If and when you do receive the former solicitor’s file, check it is complete and that you have all the relevant documents.

Read the file

This might sound like a very basic point, but if the file arrives amidst a busy time there is a risk that a quick scan of the contents will result in you missing a critical document or piece of information. Beware of gaps or differences in the information recorded on the file and information the client is now giving you. Where you see that, ensure you question it as there is a risk that the information could be changing to enhance the potential for a desired outcome.

Review the strategy

Don’t assume the strategy of the former solicitor is correct. You will have the advantage of at least some element of hindsight. If the strategy is wrong, you need to be having an early conversation with the client regarding the next steps.

Double check limitation dates and any other time limits or deadlines

This is a particularly important issue. Dates might have been miscalculated or recorded incorrectly on the file. Action, such as the filing of proceedings or service of documents, might have been undertaken just outside the relevant deadline and the other side have not picked up on it yet – we have seen this happen. While you are not the one who has missed the deadline date in this scenario, you need to identify and act on the issue or you risk being liable for loss arising as a result of your failure to do so.

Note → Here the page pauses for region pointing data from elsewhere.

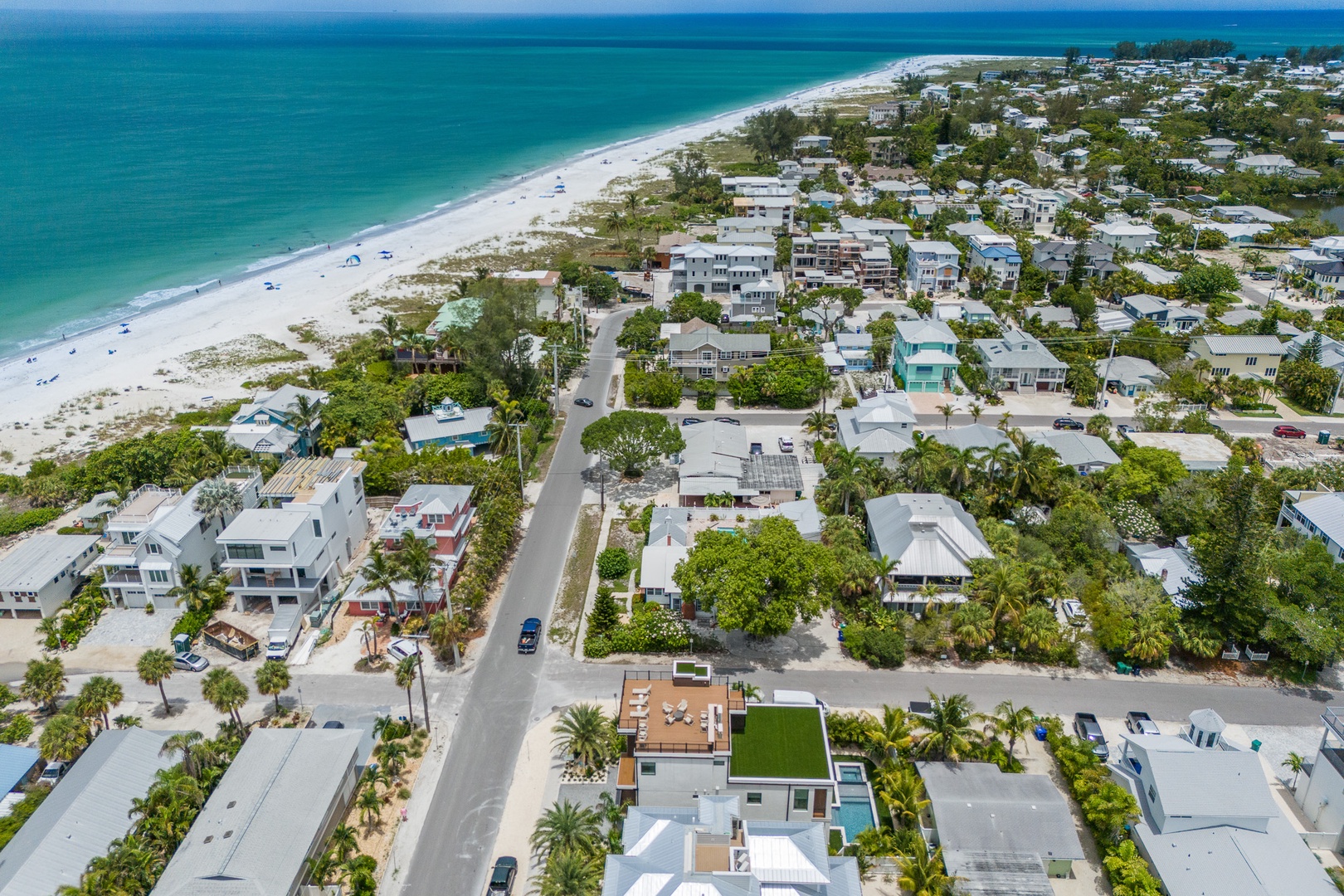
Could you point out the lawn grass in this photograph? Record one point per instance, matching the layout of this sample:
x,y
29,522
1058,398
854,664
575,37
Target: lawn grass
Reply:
x,y
780,742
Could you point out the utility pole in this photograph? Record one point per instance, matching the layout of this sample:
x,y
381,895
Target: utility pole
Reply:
x,y
518,440
1109,359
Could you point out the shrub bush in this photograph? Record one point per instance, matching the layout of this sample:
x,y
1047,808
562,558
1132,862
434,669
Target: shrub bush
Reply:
x,y
879,648
613,563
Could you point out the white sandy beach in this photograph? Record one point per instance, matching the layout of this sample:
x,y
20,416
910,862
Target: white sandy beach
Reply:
x,y
314,286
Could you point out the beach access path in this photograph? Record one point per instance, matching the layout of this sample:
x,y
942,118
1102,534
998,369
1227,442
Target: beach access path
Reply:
x,y
143,368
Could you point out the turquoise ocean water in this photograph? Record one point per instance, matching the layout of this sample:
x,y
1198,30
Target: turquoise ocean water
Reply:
x,y
140,153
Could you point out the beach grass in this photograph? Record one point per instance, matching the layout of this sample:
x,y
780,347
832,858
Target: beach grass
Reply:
x,y
246,351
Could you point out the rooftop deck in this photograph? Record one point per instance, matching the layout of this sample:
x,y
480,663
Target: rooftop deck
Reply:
x,y
706,705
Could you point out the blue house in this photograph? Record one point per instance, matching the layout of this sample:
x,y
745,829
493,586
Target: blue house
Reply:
x,y
450,426
926,356
273,423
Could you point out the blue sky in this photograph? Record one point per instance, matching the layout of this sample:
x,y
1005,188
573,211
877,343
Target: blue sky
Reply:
x,y
626,7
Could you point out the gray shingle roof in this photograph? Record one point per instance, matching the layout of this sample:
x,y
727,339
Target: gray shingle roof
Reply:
x,y
979,807
84,815
266,816
41,558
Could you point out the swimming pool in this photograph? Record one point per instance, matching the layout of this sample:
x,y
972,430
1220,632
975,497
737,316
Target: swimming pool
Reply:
x,y
854,815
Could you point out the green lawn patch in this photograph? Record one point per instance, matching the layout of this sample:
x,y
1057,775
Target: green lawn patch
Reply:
x,y
780,742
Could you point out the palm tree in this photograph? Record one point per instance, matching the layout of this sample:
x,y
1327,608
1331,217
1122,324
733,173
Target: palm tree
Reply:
x,y
405,677
370,807
273,679
416,564
902,790
847,476
947,733
381,574
972,625
1003,590
195,592
63,738
1038,629
186,743
923,874
1294,763
218,497
225,692
582,733
99,696
566,826
43,683
572,874
155,666
1012,722
890,737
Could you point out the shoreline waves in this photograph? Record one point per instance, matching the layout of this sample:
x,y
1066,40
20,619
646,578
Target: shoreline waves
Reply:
x,y
144,368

Talk it through within your firm

It is usually part of a solicitor’s DNA to want to be helpful, but it can be difficult to know how to proceed given the risks involved in being the second or third firm of solicitors on a matter. There might also be a lingering concern of a potential claim by a prospective client that there has been an unreasonable refusal to accept instructions, which could attract the attention of the SRA. For more information on refusing to accept instructions we recommend a review of the Law Society commentary available here.

In an effort to ensure that the best decisions are made in these circumstances, we suggest that firms have a policy in place that requires some form of review and discussion before instructions are accepted from any prospective clients who are looking to change firms during the course of a matter. Careful consideration and discussion of issues such as those highlighted above will go a long way to achieving clarity and assisting the firm to make the best decision about how to proceed.